Liger-Kernel No Significant Improvement Observed in Model Training Speed

🐛 Describe the bug

I am training the meta-llama/Llama-3.2-1B model using LLaMA-Factory with the following YAML configuration:

### model
model_name_or_path: meta-llama/Llama-3.2-1B

### method
stage: pt
do_train: true
do_eval: true
finetuning_type: full
deepspeed: /path/to/ds_z3_config.json
use_liger_kernel: true
enable_liger_kernel: true

### dataset
dataset: /path/to/dir/
eval_dataset: /path/to/dir/
template: llama3
cutoff_len: 4000
max_samples: 30000000000
overwrite_cache: true
preprocessing_num_workers: 64
preprocessing_batch_size: 60000
tokenized_path: /path/to/dir/

### output
output_dir: /path/to/dir/
logging_steps: 1
save_steps: 5
plot_loss: true
overwrite_output_dir: true
save_total_limit: 8

### train
per_device_train_batch_size: 94
gradient_accumulation_steps: 32
learning_rate: 5.0e-5
num_train_epochs: 10
lr_scheduler_type: cosine
optim: adamw_torch_fused
warmup_ratio: 0.01
weight_decay: 0.1
bf16: true
ddp_timeout: 1080
ddp_find_unused_parameters: false
max_grad_norm: 1.0
seed: 42
dataloader_num_workers: 64
packing: true
flash_attn: auto

### eval
per_device_eval_batch_size: 4
eval_strategy: steps
eval_steps: 10

However, I have noticed that enabling or disabling liger_kernel does not lead to any noticeable reduction in training time.

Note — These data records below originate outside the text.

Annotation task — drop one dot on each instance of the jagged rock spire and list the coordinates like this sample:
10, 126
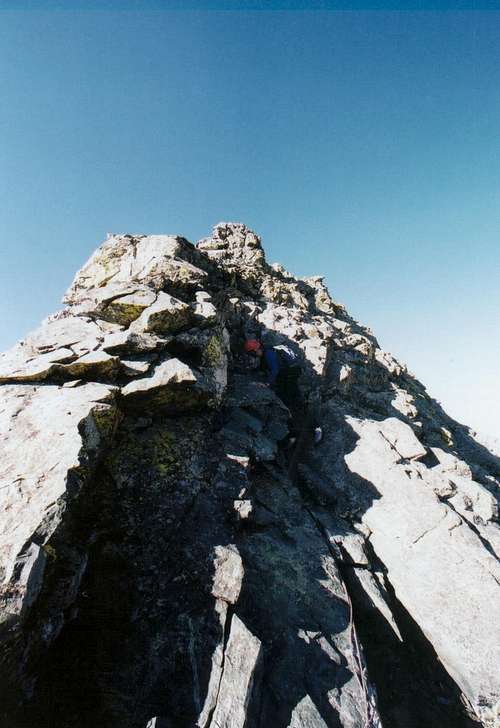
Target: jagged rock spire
149, 503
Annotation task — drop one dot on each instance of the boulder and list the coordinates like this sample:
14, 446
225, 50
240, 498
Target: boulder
172, 387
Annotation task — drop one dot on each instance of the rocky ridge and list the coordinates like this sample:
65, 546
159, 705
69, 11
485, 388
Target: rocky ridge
165, 562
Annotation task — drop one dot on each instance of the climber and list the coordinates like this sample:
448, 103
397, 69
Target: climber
283, 373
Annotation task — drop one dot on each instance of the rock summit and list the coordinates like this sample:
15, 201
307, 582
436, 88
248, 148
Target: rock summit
168, 561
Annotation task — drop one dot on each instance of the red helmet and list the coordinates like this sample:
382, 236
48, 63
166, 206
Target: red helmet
252, 345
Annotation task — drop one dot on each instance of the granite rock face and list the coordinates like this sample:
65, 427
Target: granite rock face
168, 559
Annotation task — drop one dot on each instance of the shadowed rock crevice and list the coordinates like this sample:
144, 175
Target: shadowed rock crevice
169, 561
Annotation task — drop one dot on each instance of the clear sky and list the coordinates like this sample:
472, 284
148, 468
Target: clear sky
361, 145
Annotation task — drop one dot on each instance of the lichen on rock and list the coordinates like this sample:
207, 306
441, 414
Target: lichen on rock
168, 558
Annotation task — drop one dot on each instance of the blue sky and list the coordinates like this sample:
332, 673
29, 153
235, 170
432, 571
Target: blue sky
361, 145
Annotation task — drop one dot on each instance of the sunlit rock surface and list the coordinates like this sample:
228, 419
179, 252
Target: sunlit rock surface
168, 560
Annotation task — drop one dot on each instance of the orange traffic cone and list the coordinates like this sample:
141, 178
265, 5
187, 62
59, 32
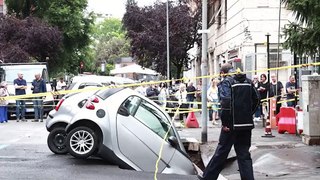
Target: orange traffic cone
191, 121
268, 131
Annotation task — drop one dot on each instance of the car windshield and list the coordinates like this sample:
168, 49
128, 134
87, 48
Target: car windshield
149, 115
28, 71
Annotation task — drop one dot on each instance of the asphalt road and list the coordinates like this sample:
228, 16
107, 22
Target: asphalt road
24, 155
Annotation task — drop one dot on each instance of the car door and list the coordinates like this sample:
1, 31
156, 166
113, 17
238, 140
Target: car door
141, 133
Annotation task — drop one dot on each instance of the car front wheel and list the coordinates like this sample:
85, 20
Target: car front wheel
82, 142
56, 141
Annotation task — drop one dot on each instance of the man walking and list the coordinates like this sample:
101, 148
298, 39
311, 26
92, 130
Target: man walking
276, 88
291, 89
191, 90
20, 86
38, 86
239, 100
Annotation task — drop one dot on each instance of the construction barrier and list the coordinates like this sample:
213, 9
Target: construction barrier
287, 120
191, 121
272, 113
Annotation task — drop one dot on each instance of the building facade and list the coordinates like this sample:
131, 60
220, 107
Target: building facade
2, 7
238, 30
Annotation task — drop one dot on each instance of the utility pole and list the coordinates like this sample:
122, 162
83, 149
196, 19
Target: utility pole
204, 72
268, 57
268, 66
168, 45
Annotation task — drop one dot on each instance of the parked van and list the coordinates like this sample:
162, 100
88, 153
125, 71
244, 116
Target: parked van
9, 72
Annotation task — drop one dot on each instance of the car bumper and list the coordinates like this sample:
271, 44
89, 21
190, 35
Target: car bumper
47, 106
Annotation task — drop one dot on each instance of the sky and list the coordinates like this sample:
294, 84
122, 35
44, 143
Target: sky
115, 8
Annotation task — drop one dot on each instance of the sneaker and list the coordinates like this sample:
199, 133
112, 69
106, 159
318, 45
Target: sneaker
214, 123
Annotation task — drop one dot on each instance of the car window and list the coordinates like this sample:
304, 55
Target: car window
70, 86
149, 115
88, 84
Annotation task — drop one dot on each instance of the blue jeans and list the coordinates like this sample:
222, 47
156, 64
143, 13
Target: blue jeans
258, 113
38, 112
190, 100
241, 140
291, 103
20, 108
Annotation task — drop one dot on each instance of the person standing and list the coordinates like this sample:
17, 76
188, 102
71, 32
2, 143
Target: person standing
3, 103
20, 86
152, 92
276, 89
291, 89
237, 124
213, 100
61, 85
263, 90
181, 95
38, 86
255, 82
198, 94
163, 94
191, 90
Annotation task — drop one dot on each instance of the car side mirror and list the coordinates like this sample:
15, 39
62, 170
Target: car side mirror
173, 141
123, 111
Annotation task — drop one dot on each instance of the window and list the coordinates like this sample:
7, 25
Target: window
274, 57
149, 115
84, 85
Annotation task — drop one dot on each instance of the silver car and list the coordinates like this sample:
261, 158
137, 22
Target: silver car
125, 128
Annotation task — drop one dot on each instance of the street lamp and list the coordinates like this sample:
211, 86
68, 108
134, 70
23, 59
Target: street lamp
268, 56
168, 50
103, 66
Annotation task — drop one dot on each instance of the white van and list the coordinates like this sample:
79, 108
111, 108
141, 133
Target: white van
9, 72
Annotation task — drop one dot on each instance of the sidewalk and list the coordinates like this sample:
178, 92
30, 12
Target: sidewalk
281, 157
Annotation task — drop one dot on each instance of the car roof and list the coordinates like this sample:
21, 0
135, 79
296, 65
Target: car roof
102, 79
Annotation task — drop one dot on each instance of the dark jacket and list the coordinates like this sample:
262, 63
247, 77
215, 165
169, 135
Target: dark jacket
39, 86
191, 92
152, 93
239, 100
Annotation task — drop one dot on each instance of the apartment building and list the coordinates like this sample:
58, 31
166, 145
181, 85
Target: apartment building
238, 30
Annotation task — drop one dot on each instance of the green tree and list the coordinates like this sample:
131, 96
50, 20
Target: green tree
303, 35
110, 41
146, 28
27, 40
71, 19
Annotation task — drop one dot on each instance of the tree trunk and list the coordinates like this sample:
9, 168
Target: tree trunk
179, 70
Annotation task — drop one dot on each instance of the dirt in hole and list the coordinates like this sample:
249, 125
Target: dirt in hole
195, 157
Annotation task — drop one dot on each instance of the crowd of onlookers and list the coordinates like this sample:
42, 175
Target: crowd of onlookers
180, 94
187, 96
275, 89
183, 95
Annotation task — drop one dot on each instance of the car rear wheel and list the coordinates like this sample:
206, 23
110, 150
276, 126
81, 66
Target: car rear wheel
82, 142
57, 141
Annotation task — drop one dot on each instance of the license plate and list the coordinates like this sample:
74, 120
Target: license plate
29, 110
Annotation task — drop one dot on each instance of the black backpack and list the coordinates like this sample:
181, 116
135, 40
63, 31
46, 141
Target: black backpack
244, 101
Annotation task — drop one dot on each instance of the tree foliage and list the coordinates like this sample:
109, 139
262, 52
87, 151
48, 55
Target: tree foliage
303, 36
146, 28
71, 19
110, 41
27, 40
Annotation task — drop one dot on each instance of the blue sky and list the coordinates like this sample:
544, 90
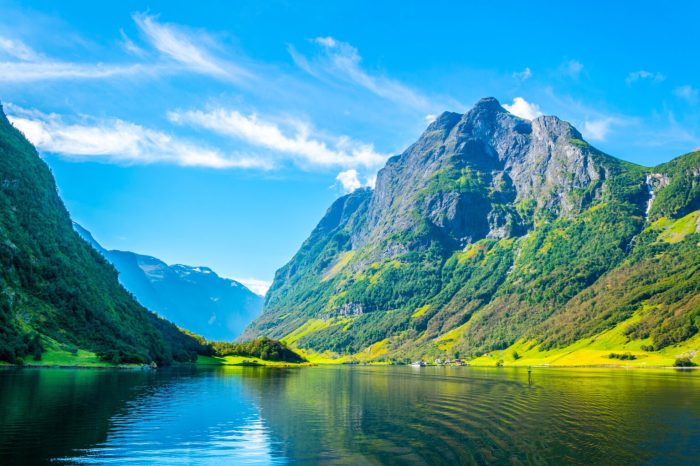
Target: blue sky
217, 133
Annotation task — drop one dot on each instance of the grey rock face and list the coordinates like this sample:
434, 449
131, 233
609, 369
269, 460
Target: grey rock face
484, 174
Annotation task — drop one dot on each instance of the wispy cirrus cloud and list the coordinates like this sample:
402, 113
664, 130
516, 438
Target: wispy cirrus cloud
47, 71
640, 75
523, 75
342, 62
293, 141
572, 68
687, 93
187, 48
119, 141
17, 49
178, 50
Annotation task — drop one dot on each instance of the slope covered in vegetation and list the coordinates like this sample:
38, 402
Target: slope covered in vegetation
491, 231
56, 291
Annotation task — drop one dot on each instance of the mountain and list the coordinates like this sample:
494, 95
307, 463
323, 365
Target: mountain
493, 232
195, 298
56, 292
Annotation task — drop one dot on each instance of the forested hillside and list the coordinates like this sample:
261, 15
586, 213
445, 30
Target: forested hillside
490, 232
56, 292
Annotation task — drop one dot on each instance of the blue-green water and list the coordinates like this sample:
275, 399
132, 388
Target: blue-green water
350, 415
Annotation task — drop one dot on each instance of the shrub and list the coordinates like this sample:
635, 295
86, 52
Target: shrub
623, 356
684, 362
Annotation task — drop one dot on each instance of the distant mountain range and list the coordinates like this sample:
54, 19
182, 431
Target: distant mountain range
58, 294
195, 298
493, 234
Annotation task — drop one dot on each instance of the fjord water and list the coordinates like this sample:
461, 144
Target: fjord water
350, 415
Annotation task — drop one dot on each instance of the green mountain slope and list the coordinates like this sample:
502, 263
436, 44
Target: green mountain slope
55, 290
492, 230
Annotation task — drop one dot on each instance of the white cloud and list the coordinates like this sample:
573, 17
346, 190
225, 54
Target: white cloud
573, 68
687, 92
17, 49
645, 75
42, 71
326, 41
523, 75
372, 181
299, 145
130, 46
349, 179
118, 141
597, 130
255, 285
182, 46
523, 109
341, 61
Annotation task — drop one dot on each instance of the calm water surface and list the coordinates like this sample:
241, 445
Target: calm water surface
349, 415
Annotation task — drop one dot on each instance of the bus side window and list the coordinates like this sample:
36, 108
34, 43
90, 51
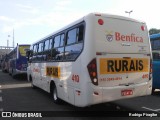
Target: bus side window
57, 51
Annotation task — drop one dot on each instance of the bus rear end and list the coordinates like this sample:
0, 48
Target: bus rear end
21, 61
121, 67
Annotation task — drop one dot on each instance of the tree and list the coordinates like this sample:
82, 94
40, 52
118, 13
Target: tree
154, 31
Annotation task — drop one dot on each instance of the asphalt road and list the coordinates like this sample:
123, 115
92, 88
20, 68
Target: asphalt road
16, 95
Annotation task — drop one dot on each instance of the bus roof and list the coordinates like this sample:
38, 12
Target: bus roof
83, 18
155, 36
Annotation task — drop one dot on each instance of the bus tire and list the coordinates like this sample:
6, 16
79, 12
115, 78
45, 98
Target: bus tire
153, 89
55, 95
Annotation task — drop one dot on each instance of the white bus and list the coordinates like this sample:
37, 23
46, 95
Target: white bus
96, 59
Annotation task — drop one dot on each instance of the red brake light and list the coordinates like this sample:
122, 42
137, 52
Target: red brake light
100, 21
92, 70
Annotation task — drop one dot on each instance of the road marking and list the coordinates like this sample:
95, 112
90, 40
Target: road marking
0, 99
155, 110
16, 86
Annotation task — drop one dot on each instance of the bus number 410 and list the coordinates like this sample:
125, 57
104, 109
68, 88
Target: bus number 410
75, 78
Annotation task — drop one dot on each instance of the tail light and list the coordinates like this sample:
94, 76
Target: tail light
92, 69
150, 72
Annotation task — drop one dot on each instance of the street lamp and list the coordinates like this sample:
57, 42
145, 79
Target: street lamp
129, 12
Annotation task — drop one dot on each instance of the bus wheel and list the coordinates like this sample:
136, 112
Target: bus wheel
55, 95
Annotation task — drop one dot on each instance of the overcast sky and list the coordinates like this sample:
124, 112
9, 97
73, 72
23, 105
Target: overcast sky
34, 19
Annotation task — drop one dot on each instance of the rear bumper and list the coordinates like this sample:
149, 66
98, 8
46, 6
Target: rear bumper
107, 94
20, 72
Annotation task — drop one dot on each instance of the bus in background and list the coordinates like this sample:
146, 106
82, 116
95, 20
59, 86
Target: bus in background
155, 43
18, 61
96, 59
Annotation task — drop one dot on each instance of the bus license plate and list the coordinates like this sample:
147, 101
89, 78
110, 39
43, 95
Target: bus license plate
126, 92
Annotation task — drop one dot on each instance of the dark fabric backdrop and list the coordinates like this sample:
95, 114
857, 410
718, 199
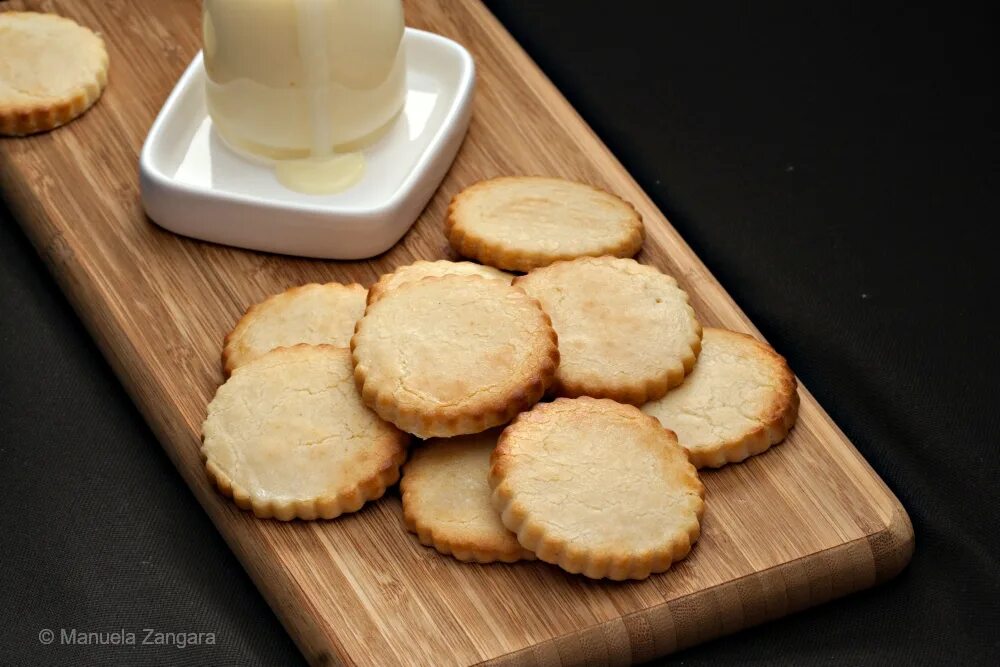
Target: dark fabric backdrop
834, 166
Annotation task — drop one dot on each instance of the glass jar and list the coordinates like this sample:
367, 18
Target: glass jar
289, 79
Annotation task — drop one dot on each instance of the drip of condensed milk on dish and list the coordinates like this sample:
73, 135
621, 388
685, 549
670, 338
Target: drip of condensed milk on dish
306, 83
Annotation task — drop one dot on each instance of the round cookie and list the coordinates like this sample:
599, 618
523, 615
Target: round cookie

The runtime metrics remain nearly identical in both cases. Are there specific parameter settings in my YAML configuration that might be preventing liger_kernel from functioning optimally? Thanks :(

Reproduce

Use the YAML configuration provided above.
Train the meta-llama/Llama-3.2-1B model with and without liger_kernel.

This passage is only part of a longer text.